The fact that the word syndrome is in the title used to describe this condition should tell you that diagnosis is not clear cut. There is no blood test that can show that you definitely have IBS. Even an internal examination with an endoscope can’t produce a definite pronouncement. Instead, women with a collection of symptoms can be diagnosed using the Rome Criteria.

These say that you have IBS if you have had symptoms for at least 12 weeks in the last year. Having cramps and bloating for a few days might mean you just ate something that didn’t agree with you, or that you perhaps have a gut virus. The pain or discomfort you experience usually goes away if you defecate and you probably also have alternating constipation and diarrhoea. This is defined as having three bowel movements a day if your stools are loose and watery, or less than 3 each week if you are constipated. Another tell-tale sign is passing mucus with your stool, although passing blood is rare. The pain and abnormal toilet pattern are usually accompanied by the feeling that you are very bloated, or filled with gas or wind.

IBS Treatments?

One of the things that makes irritable bowel syndrome worse is eating a very poor diet, low in fibre and high in fat and sugar. Unfortunately, if you are a busy mum, holding down a job and looking after a house and family, snacking on the go can be a way of life. The stress doesn’t help either. Although IBS is a physical condition, it is made worse by worry, stress, not getting enough sleep and not relaxing enough.

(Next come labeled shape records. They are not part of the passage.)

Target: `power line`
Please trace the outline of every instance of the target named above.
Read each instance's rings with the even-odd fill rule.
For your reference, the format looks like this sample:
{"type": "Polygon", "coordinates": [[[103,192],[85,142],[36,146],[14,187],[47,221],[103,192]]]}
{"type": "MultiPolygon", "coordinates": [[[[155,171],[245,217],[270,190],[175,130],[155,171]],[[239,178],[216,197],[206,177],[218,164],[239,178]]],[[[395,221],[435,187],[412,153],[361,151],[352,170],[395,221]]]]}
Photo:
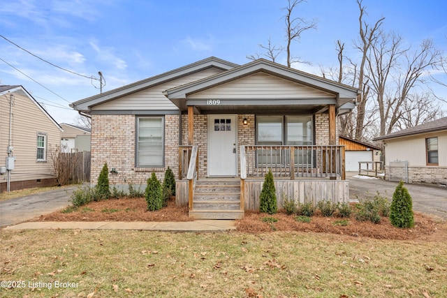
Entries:
{"type": "Polygon", "coordinates": [[[65,99],[64,98],[63,98],[62,96],[61,96],[60,95],[53,92],[52,91],[50,90],[48,88],[45,87],[45,86],[43,86],[42,84],[39,83],[38,82],[37,82],[36,80],[33,79],[32,77],[31,77],[29,75],[25,74],[24,73],[23,73],[22,70],[20,70],[19,69],[16,68],[15,67],[14,67],[13,66],[10,65],[10,64],[8,64],[8,62],[6,62],[6,61],[4,61],[3,59],[2,59],[1,58],[0,58],[0,60],[1,60],[2,61],[3,61],[4,63],[6,63],[6,64],[8,64],[8,66],[10,66],[10,67],[12,67],[13,68],[15,69],[17,71],[18,71],[19,73],[22,73],[23,75],[24,75],[25,77],[28,77],[29,80],[31,80],[33,82],[34,82],[36,84],[38,84],[39,85],[41,85],[41,87],[43,87],[43,88],[46,89],[47,90],[48,90],[50,92],[52,93],[53,94],[54,94],[55,96],[57,96],[57,97],[59,97],[61,98],[62,98],[63,100],[64,100],[65,101],[66,101],[68,103],[71,103],[71,102],[69,102],[68,100],[67,100],[66,99],[65,99]]]}
{"type": "Polygon", "coordinates": [[[31,55],[32,55],[32,56],[34,56],[36,58],[42,60],[43,61],[45,62],[45,63],[47,63],[48,64],[50,64],[50,65],[51,65],[51,66],[54,66],[54,67],[56,67],[56,68],[57,68],[61,69],[62,70],[67,71],[67,72],[68,72],[68,73],[73,73],[73,75],[79,75],[80,77],[87,77],[87,79],[91,79],[91,80],[98,80],[98,79],[96,79],[96,77],[94,77],[93,75],[91,75],[91,76],[90,76],[90,77],[88,77],[88,76],[85,75],[81,75],[80,73],[75,73],[74,71],[70,70],[68,70],[68,69],[64,68],[63,67],[58,66],[57,66],[56,64],[53,64],[52,63],[49,62],[49,61],[47,61],[47,60],[45,60],[45,59],[43,59],[43,58],[41,58],[40,57],[38,57],[38,56],[37,56],[37,55],[36,55],[36,54],[34,54],[31,53],[31,52],[29,52],[29,50],[26,50],[26,49],[24,49],[23,47],[20,47],[20,46],[19,45],[17,45],[17,43],[15,43],[14,42],[13,42],[13,41],[11,41],[11,40],[10,40],[9,39],[6,38],[5,36],[3,36],[3,35],[0,34],[0,37],[1,37],[2,38],[3,38],[5,40],[6,40],[6,41],[8,41],[8,42],[9,42],[9,43],[12,43],[13,45],[15,45],[15,46],[16,46],[16,47],[17,47],[19,49],[22,50],[24,50],[24,51],[25,51],[25,52],[27,52],[28,54],[31,54],[31,55]]]}

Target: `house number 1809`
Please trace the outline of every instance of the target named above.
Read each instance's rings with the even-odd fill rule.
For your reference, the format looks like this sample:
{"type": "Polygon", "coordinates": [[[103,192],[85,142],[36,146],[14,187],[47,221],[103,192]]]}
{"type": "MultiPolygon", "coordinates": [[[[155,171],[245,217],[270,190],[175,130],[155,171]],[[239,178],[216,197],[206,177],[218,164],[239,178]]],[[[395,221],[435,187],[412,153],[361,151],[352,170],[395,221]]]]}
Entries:
{"type": "Polygon", "coordinates": [[[208,99],[207,103],[208,105],[218,105],[221,104],[221,100],[219,99],[208,99]]]}

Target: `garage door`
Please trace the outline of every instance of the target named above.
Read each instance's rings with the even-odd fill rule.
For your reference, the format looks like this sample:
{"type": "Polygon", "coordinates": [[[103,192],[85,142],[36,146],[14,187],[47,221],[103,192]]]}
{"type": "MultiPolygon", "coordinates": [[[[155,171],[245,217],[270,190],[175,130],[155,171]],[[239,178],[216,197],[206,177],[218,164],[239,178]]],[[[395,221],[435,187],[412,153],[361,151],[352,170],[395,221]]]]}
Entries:
{"type": "Polygon", "coordinates": [[[347,151],[345,154],[345,159],[346,171],[358,171],[359,161],[372,161],[372,151],[347,151]]]}

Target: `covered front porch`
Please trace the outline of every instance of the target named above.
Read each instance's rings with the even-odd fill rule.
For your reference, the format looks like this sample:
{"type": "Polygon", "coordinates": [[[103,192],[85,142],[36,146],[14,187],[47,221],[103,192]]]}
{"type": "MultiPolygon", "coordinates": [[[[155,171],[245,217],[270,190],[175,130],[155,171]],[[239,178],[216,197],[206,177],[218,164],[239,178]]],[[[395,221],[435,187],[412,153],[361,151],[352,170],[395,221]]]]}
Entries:
{"type": "Polygon", "coordinates": [[[356,89],[261,59],[164,94],[182,112],[176,200],[190,216],[258,209],[269,170],[279,209],[284,199],[347,202],[337,116],[356,89]]]}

There is not recommended medical treatment for IBS; this may be partly due to the lack of understanding of IBS by the medical profession, who have labelled it as a psychological disorder in the past. It is also true that although irritable bowel syndrome can be a pain, it doesn’t cause a great loss of quality of life and is not a serious illness and the bowel is not damaged. For many people, it is the length of time that IBS carries on that is the real problem. Having unpredictable bowel habits can make holidays and other social situations more difficult.

Self Help for Irritable Bowel Syndrome

One of the best things you can do if irritable bowel syndrome is becoming a problem in your life is to take a good look at your lifestyle. Treating IBS means making changes. Your diet should be the best it can be, with plenty of fibre, fresh fruit, vegetables and mostly unprocessed food. Try to avoid rushing meals and look at your timetable to see if you can arrange more times to relax. Sleeping well can improve IBS, so having a regular bedtime routine; few late nights and not getting overtired can make a big difference.

It is generally not a good idea to try to self medicate. Taking laxatives or tablets to treat diarrhoea tend to make the problem worse. Some people swear by charcoal tablets for excessive wind but these may or may not help you. It is possible that IBS is at its worst when you are under a lot of stress and the symptoms improve when life calms down. More commonly though, people accept that they will have to learn to live with IBS, rather than search for a cure.